Phishing this Holiday Season
When a questionable email hits your inbox, do you open the email or delete the message? The best practice to teach employees who encounter fishy emails is to scroll their mouse over any link and view the resulting URL. Caution – many phishes will include a mix of links; some of which direct to the authentic website, while others direct to malicious websites such as: weregoingtostealyourmoney.com.
In screenshot A, we see a message that purports to indicate a potential hack into an email account, raising immediate red flags to the recipient. Initially, the end-user may ask ‘who is trying to hack my account? I have to prevent this from occurring.’ And they may click on a link to further explore the issue.
Training your employees to spot red flags, using screenshot A, include:
- Font – the font is not consistent throughout the email.
- Spelling errors – Redmond, Washington is spelled incorrectly as Radmond.
- Grammar – Grammatical issues are an indicator of a phish. An email originating from Microsoft will not include grammatical issues such as, “…incoming and outgoing message till you sign in…”
- Link directs – Hover your mouse over all URLs to determine where the link directs.
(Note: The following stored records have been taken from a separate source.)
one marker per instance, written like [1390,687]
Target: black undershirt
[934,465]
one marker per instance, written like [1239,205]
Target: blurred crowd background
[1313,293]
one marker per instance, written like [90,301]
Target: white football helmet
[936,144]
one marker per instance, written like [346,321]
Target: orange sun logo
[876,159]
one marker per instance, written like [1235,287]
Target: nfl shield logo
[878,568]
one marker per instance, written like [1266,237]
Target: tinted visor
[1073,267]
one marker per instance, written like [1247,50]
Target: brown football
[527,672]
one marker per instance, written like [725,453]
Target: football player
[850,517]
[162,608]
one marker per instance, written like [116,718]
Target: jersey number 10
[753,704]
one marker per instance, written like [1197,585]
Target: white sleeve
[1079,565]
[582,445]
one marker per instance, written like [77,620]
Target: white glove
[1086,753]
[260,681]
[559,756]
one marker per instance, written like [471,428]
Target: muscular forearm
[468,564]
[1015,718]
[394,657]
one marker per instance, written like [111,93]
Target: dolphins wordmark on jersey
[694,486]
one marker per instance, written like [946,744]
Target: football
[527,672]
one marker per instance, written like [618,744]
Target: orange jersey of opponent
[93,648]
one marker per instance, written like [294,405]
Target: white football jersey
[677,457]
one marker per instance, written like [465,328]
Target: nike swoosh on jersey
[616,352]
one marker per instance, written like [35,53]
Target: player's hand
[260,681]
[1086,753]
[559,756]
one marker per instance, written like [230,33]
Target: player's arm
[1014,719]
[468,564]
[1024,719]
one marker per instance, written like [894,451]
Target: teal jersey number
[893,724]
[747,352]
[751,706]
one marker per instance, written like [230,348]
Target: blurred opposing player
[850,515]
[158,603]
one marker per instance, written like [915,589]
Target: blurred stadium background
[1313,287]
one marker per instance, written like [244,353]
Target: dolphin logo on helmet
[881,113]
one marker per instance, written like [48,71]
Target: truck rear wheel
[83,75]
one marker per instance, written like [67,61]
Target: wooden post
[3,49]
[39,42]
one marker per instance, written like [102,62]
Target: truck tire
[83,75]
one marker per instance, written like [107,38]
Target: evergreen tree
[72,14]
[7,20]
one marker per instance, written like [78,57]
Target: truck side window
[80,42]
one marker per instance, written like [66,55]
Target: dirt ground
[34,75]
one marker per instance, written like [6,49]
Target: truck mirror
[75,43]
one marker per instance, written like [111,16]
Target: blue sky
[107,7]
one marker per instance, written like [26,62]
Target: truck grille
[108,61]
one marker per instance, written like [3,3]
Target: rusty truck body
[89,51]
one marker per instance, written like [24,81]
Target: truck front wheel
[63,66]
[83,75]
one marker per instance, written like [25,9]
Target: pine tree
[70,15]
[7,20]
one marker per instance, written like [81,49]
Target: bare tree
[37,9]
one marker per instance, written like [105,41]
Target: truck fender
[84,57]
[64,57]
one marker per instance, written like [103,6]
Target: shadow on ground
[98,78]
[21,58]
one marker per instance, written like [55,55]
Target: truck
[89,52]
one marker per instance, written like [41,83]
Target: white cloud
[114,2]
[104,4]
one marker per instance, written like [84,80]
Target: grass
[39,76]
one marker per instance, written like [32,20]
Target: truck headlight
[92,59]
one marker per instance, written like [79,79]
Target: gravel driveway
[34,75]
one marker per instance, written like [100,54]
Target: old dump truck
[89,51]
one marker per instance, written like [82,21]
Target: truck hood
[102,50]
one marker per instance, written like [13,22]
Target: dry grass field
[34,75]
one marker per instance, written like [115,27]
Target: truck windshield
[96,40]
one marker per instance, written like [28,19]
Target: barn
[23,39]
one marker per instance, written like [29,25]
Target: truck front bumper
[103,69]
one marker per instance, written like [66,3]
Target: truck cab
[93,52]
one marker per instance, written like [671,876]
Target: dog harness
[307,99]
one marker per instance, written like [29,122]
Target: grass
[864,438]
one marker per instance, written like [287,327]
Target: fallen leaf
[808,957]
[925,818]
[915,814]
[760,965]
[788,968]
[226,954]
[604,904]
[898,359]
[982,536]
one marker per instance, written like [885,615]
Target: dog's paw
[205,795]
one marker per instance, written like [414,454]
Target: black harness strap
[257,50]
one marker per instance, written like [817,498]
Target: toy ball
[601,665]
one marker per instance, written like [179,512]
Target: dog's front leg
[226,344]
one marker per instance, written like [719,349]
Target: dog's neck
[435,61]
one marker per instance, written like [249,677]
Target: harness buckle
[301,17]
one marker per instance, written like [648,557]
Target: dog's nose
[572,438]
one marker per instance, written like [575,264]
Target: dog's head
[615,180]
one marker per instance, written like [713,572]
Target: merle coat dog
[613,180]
Often within phishing emails, links direct users to malicious websites. Once a user has clicked the link, personal information will be captured.
Clicking into a malicious website and entering personal information and credentials create put employee personal and organizational data at risk. Employees may not intentionally jeopardize the survival of an organization; however, some employees may be afraid to admit they have been victims of a phish if coming forward will jeopardize their job.
Training is critical to educate employees on the importance of reporting issues, resulting in an increased chance of surviving a breach of confidential information.
It is also crucial for management to identify employees who are likely to be victims of hacking.
Key Traits of Hackable Employees:
- They lack education and training.
- They choose weak passwords.
- They share login credentials.
- They install web applications without consulting IT.
- They upload company files to personal cloud storage.
- They access company data after changing jobs.
- They’re not careful enough with email.
Cyber Threat Intelligence Program
A Cyber Threat Intelligence Program identifies cyber security threats and coordinates responses to them. At a high level, the program:
- Maintains multiple intelligence sources,
- Matches potential threats with the company information assets,
- Establishes the cyber threat risk level,
- Assigns the appropriate company responsible parties to respond and
- Oversees the response actions.
In a virtual cyber security assessment, using the information security triad of confidentiality, availability and integrity, Firestorm provides observations and recommendations about cyber security risk. The virtual cyber security assessment includes interviews, document/questionnaire analysis, a virtual results working session, and a written Findings Report with observations and recommendations.
Keep your credit cards safe this holiday season by identifying phishing attacks before your information is stolen.